The officers and men of the army and the eminent scientists of our country and those of all nationalities who have entered into the campaign with us, and the great power of the sanitaria joining as practical nurses, demonstrators, and exponents of the reform, are all working for you and for everybody. It is voluntary service and has already cost some of the volunteers much time and patience and also a considerable sum in money.


You, gentlemen of the Press, wielders of the helpful or careless pen, have a conspicuous pulpit and a far-reaching influence. No one can escape you. In the search for the news of the day you are encountered at every turn in your editorials or your paragraphs. In this campaign we need your assistance to make the coöperation between the army and science easy and effective. They are too busy working for you and your best interest to stop to argue to correct your misunderstanding, but the cause will feel the benefit of your assistance.

Encouragement has powerful influence in stimulating effort and also in creating and conserving conditions in which men may “do their best.” What we are trying to learn is, what man may do, under favourable conditions of knowledge and confidence, to relieve his body of the strain of energy-taxing labour in disposing of the waste which any excess of food imposes. It is a constructive experiment and not a mere statistical measurement. Appreciation and applause assist; doubt and ridicule obstruct.

The soldiers and physiologists are too busy studying indigestion and possible proteid poisoning and what-not-other causes of intemperance, disease, and suffering to ask you to assist in spreading only serious report and right suggestion relative to the importance and purport of the investigation, but it is my privilege to ask it for the general good.

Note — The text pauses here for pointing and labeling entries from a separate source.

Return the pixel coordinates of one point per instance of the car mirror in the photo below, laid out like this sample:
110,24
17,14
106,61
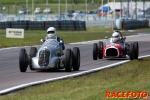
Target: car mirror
106,37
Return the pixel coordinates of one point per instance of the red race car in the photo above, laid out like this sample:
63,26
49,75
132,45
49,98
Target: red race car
115,50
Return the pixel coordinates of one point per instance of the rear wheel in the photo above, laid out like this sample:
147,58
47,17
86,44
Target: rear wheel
23,60
95,48
101,46
68,60
76,58
136,50
32,54
131,52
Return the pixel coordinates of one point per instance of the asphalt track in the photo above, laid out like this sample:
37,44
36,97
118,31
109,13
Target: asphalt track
10,75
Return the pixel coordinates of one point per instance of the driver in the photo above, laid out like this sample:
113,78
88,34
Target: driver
116,38
51,34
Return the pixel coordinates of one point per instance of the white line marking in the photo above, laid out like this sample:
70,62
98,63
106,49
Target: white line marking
5,91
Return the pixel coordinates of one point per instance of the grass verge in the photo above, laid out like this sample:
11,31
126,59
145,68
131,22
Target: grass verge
132,76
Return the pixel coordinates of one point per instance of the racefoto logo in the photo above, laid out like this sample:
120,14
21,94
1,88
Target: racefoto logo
127,94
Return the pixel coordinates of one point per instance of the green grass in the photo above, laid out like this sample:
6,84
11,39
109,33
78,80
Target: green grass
132,76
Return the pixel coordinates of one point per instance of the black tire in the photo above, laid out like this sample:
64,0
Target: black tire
32,54
131,52
136,50
68,60
95,49
76,59
100,53
23,60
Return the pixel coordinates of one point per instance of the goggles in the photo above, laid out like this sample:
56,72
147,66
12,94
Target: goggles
50,32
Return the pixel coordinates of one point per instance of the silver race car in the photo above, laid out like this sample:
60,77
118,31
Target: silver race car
50,56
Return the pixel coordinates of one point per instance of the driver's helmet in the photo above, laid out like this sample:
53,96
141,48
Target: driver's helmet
51,32
115,37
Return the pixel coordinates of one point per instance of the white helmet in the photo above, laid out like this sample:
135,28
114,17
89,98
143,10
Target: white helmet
51,32
115,37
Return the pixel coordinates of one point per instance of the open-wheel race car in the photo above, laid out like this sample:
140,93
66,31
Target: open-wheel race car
50,56
115,50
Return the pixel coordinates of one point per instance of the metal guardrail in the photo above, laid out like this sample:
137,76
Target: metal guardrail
42,25
131,23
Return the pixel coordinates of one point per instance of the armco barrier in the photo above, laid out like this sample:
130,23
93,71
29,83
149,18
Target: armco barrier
131,23
42,25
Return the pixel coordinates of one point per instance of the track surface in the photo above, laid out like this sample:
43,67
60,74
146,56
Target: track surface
11,76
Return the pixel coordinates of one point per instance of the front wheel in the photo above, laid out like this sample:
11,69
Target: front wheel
136,50
23,60
68,60
101,46
131,52
95,49
32,54
76,58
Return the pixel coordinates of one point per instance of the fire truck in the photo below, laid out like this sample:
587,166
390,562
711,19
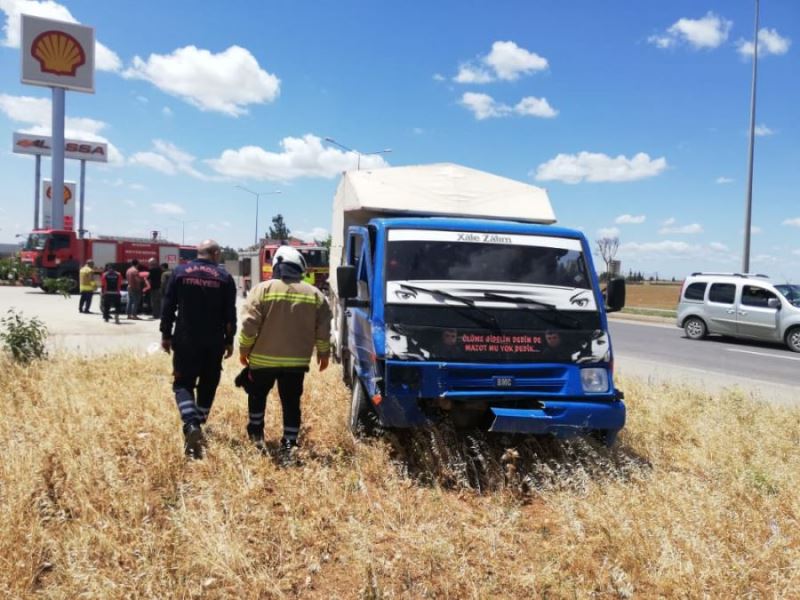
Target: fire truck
256,265
61,253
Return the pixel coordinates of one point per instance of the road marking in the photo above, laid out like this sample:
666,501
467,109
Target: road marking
763,354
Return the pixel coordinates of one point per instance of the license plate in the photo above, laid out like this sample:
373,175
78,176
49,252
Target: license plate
504,381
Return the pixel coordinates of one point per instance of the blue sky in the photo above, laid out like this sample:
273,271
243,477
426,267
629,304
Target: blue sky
633,115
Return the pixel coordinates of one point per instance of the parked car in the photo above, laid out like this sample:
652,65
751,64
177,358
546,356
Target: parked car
740,305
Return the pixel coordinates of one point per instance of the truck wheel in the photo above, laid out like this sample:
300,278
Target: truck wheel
793,339
358,419
695,328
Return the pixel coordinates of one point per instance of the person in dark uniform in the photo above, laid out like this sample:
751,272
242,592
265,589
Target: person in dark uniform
203,295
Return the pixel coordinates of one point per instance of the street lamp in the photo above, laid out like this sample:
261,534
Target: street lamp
257,195
749,199
360,154
183,227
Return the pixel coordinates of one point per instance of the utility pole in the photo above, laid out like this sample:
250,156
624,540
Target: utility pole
749,199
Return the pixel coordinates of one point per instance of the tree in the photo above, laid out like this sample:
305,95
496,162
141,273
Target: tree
607,248
278,230
229,253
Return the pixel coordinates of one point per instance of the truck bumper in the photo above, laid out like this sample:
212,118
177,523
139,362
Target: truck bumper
561,419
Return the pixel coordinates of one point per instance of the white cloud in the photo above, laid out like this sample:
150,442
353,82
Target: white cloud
509,61
597,167
36,113
167,158
535,107
225,82
483,106
630,219
105,59
472,74
299,157
710,31
506,61
682,229
762,130
167,208
769,42
611,232
316,233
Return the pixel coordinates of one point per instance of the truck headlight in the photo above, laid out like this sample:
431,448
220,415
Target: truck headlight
594,380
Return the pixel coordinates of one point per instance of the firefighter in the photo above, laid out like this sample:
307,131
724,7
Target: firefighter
112,292
86,282
283,321
204,295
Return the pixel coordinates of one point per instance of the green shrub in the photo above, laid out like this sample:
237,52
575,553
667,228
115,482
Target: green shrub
61,285
23,338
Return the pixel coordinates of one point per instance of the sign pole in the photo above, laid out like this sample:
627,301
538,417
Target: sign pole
58,158
81,230
38,186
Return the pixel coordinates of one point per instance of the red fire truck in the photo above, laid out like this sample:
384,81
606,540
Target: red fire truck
61,253
256,265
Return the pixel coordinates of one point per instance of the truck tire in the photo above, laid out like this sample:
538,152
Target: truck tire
695,328
358,418
792,339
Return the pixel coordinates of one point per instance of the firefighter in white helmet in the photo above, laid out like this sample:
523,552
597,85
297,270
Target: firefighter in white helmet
283,321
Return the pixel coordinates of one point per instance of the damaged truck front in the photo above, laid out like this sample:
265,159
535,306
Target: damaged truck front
455,297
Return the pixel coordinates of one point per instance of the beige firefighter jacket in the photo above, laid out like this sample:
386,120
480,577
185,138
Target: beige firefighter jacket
282,323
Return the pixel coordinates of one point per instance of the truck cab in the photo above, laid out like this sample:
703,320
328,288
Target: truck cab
492,323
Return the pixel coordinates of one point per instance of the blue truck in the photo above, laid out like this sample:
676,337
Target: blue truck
456,297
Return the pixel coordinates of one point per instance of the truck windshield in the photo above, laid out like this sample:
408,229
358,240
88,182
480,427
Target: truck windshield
790,292
481,257
36,241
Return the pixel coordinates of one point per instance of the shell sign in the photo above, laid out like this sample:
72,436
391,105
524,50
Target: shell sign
57,54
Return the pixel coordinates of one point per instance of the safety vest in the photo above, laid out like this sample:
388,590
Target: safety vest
87,279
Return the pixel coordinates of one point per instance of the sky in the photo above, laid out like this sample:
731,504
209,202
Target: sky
633,115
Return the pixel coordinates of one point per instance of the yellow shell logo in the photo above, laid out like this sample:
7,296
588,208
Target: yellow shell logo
58,53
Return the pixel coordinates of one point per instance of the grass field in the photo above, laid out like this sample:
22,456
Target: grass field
698,499
661,296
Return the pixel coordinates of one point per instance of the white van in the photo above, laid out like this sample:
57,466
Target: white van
740,305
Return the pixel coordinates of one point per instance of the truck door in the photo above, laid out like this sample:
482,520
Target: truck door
755,318
359,327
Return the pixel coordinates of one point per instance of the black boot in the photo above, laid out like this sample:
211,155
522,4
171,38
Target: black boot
287,454
193,440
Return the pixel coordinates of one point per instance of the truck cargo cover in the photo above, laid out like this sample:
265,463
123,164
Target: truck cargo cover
442,189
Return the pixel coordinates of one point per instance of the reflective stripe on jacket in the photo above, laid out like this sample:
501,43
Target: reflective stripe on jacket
283,322
86,277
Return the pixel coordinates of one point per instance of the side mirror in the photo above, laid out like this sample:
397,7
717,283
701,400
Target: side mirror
346,281
615,295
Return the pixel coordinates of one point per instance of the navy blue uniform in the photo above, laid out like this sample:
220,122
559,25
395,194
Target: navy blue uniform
204,296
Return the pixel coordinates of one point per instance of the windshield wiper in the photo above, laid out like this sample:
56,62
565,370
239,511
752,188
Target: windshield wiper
487,320
550,308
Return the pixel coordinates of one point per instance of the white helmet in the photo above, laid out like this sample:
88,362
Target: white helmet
289,255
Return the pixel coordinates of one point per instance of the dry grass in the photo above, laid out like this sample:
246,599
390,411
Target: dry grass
663,296
699,499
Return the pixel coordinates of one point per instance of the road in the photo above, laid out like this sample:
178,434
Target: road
661,352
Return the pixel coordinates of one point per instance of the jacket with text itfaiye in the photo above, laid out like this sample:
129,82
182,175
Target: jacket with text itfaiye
204,295
282,322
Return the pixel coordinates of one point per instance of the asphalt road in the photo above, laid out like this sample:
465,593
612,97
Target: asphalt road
662,352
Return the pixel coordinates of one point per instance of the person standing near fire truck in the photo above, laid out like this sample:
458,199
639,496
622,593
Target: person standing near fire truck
135,285
204,296
283,321
86,282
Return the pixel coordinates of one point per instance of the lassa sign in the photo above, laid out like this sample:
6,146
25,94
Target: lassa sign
25,143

Just another word of introduction and then will follow some postintroductory coincidences relative to the work in hand, and then an attempt to lay out a ten-page chart of the personal responsibility in the care of the body and the nourishment of the mind by aid of an economic and most satisfactory nutrition, so as to make conservation of energy as easy as possible and life well worth the living. The scientific support from the pens of professional observers is, however, the real meat of the book, for which compiler and reader alike are and should be grateful.